When present, the predominant nervous signs of scrapie are as follows:

  • tremors and incoordination;
  • a change in mental status (apprehension, teeth grinding, aggression); and
  • altered sensation (pruritus or itchiness, loss of wool, excoriation and inflammation of the skin, nibble reflex, excessive licking).

At the abattoir, all animals deemed as clinical suspects are subject to scrapie testing and must be sampled as a scrapie suspect. Therefore, any scrapie suspect case must be reported promptly to the local Animal Health District Veterinarian to determine the follow-up actions, including appropriate sampling methodology (e.g. sampling the entire brain when rabies cannot be ruled out), and the determination of who would be responsible for collecting and submitting the samples.

Scrapie is not known to be a human health hazard.

5.4.3.2 Surveillance sample selection

In all provincial abattoirs in British Columbia, Saskatchewan, and Manitoba that currently receive inspection by a CFIA inspector (as per a MOU), every sheep and goat 12 months of age and older is to be sampled.

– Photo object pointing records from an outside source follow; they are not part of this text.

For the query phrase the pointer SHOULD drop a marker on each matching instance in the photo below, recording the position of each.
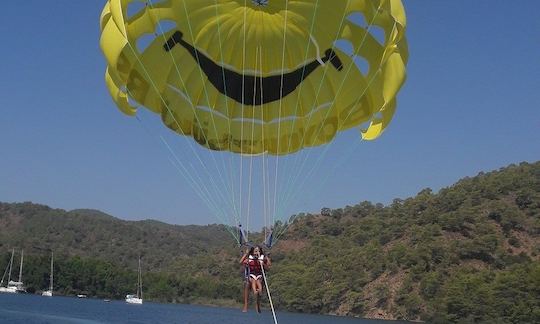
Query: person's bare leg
(258, 295)
(246, 295)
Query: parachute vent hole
(364, 126)
(165, 26)
(345, 46)
(144, 41)
(358, 19)
(378, 33)
(134, 8)
(362, 64)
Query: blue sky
(471, 103)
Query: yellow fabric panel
(199, 86)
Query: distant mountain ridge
(468, 253)
(92, 233)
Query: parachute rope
(299, 170)
(198, 112)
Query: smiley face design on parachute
(257, 76)
(250, 89)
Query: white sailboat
(15, 286)
(136, 299)
(48, 293)
(8, 289)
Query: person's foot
(258, 304)
(175, 39)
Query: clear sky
(471, 103)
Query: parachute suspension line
(263, 157)
(276, 174)
(196, 186)
(242, 126)
(325, 150)
(296, 171)
(251, 155)
(356, 103)
(268, 293)
(320, 185)
(232, 201)
(145, 71)
(231, 178)
(289, 174)
(201, 74)
(150, 79)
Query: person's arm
(243, 259)
(267, 262)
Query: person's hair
(260, 249)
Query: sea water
(28, 309)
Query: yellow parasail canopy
(256, 76)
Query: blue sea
(29, 309)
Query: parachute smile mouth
(252, 90)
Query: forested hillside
(469, 253)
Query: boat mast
(52, 275)
(11, 265)
(20, 270)
(139, 279)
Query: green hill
(469, 253)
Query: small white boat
(136, 299)
(13, 286)
(8, 288)
(48, 293)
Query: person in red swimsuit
(254, 261)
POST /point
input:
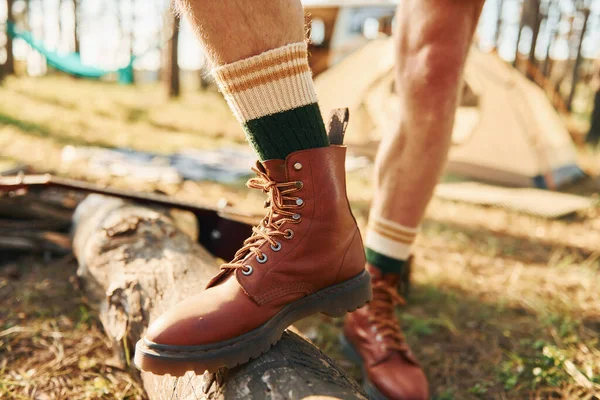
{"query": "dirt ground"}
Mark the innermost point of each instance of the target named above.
(502, 305)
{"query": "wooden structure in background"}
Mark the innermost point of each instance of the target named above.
(319, 58)
(135, 262)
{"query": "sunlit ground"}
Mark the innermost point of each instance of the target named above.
(502, 306)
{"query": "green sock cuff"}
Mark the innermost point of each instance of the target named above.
(277, 135)
(384, 263)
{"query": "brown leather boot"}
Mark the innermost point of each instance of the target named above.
(305, 257)
(372, 338)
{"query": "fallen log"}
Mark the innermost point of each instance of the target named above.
(135, 262)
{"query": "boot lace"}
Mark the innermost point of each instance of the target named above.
(281, 207)
(382, 318)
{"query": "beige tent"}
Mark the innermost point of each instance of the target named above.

In federally inspected abattoirs in any province, every sheep and goat 12 months of age and older presented for slaughter is to be sampled by a CFIA inspector. This includes all healthy sheep and goats that were slaughtered, died, or were condemned at ante- and post-mortem inspection. Targeted animals must be properly identified.

From each animal, collect the anterior brainstem, including obex, and the retropharyngeal lymph nodes. All tissues are to be submitted frozen.

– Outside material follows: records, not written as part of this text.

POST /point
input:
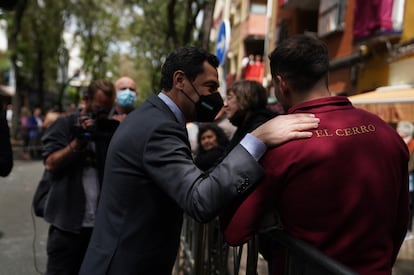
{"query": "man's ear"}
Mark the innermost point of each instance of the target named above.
(284, 87)
(178, 79)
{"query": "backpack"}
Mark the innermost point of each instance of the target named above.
(40, 195)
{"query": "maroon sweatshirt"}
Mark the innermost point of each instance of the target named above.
(344, 191)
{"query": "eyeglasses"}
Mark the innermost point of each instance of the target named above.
(230, 97)
(127, 88)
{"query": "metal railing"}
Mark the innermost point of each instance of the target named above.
(203, 251)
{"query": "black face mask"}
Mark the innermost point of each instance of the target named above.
(207, 106)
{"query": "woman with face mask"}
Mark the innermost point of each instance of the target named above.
(245, 107)
(126, 95)
(212, 142)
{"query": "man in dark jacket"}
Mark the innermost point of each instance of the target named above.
(6, 153)
(74, 152)
(150, 176)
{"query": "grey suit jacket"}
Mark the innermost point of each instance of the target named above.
(150, 179)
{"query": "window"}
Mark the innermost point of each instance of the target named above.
(258, 8)
(331, 16)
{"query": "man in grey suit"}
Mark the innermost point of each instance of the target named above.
(150, 177)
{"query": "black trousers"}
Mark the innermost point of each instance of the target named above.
(65, 251)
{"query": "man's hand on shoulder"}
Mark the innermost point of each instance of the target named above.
(286, 127)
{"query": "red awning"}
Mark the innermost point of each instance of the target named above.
(391, 105)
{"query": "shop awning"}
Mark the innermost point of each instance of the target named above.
(6, 91)
(391, 105)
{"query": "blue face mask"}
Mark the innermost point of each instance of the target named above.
(126, 98)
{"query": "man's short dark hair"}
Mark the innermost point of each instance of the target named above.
(106, 86)
(301, 60)
(190, 60)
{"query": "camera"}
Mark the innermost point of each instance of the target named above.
(100, 128)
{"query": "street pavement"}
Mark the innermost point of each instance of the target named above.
(23, 244)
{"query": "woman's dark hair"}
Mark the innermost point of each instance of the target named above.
(222, 139)
(188, 59)
(250, 95)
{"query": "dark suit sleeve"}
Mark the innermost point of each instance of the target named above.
(6, 153)
(167, 159)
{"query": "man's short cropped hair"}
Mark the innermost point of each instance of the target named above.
(188, 59)
(301, 60)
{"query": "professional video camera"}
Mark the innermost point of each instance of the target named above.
(101, 128)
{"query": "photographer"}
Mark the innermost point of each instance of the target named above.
(74, 149)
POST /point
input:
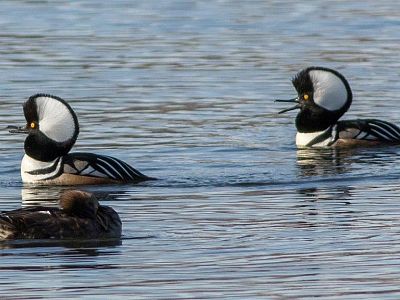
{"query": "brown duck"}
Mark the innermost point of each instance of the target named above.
(79, 217)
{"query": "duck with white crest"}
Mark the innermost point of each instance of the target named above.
(324, 95)
(52, 128)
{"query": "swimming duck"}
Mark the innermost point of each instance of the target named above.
(52, 128)
(324, 95)
(79, 217)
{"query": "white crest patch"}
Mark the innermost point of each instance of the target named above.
(329, 90)
(55, 119)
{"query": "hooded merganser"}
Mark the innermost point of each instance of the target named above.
(324, 95)
(52, 129)
(79, 217)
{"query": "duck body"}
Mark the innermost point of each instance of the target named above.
(52, 129)
(79, 168)
(79, 217)
(324, 95)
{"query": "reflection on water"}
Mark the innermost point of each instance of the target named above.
(183, 90)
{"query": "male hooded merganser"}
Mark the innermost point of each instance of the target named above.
(324, 95)
(79, 217)
(52, 129)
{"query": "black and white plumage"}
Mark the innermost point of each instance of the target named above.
(52, 129)
(324, 95)
(79, 217)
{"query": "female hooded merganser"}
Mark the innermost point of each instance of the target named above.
(79, 217)
(52, 129)
(324, 95)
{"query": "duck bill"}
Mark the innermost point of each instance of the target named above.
(17, 129)
(294, 100)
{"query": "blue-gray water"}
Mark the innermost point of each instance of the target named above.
(183, 90)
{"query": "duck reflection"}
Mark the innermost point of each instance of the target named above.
(339, 161)
(323, 161)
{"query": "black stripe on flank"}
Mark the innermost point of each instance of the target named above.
(391, 128)
(44, 171)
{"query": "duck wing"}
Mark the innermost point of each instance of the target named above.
(101, 166)
(368, 130)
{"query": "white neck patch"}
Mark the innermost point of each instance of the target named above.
(329, 90)
(55, 119)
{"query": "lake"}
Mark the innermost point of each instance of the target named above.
(184, 91)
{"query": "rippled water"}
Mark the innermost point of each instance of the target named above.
(183, 90)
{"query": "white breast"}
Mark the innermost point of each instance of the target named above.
(29, 165)
(306, 139)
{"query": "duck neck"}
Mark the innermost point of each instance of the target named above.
(309, 121)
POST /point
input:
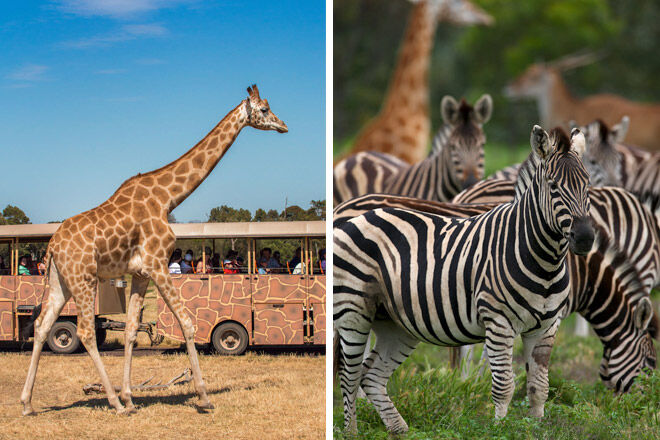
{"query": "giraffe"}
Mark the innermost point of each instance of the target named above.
(129, 233)
(403, 126)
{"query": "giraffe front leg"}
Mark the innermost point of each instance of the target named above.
(537, 357)
(164, 284)
(138, 289)
(499, 343)
(84, 294)
(57, 297)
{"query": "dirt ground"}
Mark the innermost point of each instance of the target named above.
(255, 396)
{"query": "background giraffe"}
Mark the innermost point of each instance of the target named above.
(129, 233)
(403, 126)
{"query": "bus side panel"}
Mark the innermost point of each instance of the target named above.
(317, 299)
(231, 300)
(278, 324)
(7, 287)
(6, 320)
(194, 292)
(30, 291)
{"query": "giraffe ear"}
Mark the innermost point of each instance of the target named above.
(483, 109)
(540, 142)
(449, 110)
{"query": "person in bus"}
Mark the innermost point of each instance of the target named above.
(215, 263)
(295, 260)
(274, 262)
(3, 268)
(23, 266)
(230, 264)
(175, 262)
(322, 259)
(187, 262)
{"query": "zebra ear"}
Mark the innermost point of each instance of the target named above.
(540, 142)
(449, 110)
(619, 131)
(483, 109)
(578, 143)
(643, 313)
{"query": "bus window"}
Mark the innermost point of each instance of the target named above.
(212, 255)
(278, 256)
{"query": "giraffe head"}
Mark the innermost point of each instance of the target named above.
(464, 141)
(259, 114)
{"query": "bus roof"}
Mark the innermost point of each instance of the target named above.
(37, 232)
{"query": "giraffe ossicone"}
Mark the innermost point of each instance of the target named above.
(129, 234)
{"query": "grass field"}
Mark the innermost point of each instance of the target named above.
(436, 403)
(278, 397)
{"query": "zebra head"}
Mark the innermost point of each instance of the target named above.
(563, 185)
(461, 141)
(630, 350)
(601, 159)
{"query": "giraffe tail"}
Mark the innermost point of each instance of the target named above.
(28, 329)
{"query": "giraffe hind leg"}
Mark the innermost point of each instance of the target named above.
(58, 295)
(164, 284)
(393, 346)
(138, 289)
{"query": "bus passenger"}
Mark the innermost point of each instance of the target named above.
(296, 259)
(23, 266)
(175, 262)
(187, 262)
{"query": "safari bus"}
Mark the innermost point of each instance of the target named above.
(236, 301)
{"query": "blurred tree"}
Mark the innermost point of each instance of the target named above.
(471, 61)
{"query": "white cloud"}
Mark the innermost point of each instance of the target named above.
(114, 8)
(125, 33)
(28, 73)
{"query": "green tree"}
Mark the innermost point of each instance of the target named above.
(13, 215)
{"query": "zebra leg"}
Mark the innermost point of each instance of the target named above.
(499, 343)
(537, 356)
(352, 329)
(393, 346)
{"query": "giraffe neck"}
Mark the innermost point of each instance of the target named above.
(408, 91)
(174, 182)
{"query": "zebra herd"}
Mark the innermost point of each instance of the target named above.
(510, 255)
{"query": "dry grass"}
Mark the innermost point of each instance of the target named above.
(255, 396)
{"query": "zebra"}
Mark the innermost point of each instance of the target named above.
(605, 289)
(414, 276)
(456, 160)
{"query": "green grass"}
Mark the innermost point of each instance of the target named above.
(436, 403)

Ensure that the Canadian Sheep Identification Program (CSIP) eartag number is recorded at the time of sample collection. Place the CSIP tag in the bag with the obex and the retropharyngeal lymph nodes samples so the number can be confirmed to facilitate a traceback investigation in the case of an animal with positive test results.

5.4.3.3 Testing

For surveillance purposes, frozen samples should be held in a freezer and shipped in batches to reduce shipping costs. Monthly shipments or shipment upon collection of 50 samples are recommended. Submit the samples to the lab designated by the Area Animal Health Program specialist responsible for TSE or disease control. Samples may be submitted to CFIA laboratories (Ottawa lab Fallowfield, Lethbridge, St. Hyacinthe) or a TSE network lab approved for scrapie testing, according to Area guidelines. Test results from samples sent to a CFIA lab will be reported on LSTS.

5.4.3.4 Follow-up

5.4.3.4.1 Carcass held pending lab results

The carcass and all associated parts from an animal deemed a clinical suspect case must be detained until reception of the test results.

In the case of non clinical suspect case, it was decided, following discussions between Health Canada and the CFIA in 2008, that when doing random sampling for scrapie surveillance from low risk animals (i.e. healthy slaughter animals) carcasses would not have to be held. As a result, there is no federal requirement to hold edible carcasses pending scrapie test results. As well, there is no need to hold condemned animals derived from non clinical suspect case (carcasses and their parts) or deadstock.

The inedible material derived from non clinical suspect or clinical suspect case tested negative can be disposed of as required in section 54 of the Meat inspection Regulations, 1990 and described in Chapter 6 of this manual.

5.4.3.4.2 Carcass disposition (clinical suspect case only)

The carcass and all associated parts from an animal deemed a clinical suspect case with a positive test result should be disposed of in accordance with relevant environmental regulations (e.g. by burial at an approved site or incineration) or any method approved by the CFIA for the destruction of prions. The operator could also elect to send the products to a rendering plant with a dedicated SRM line, with the rendered product proceeding to a permitted SRM disposal/destruction site.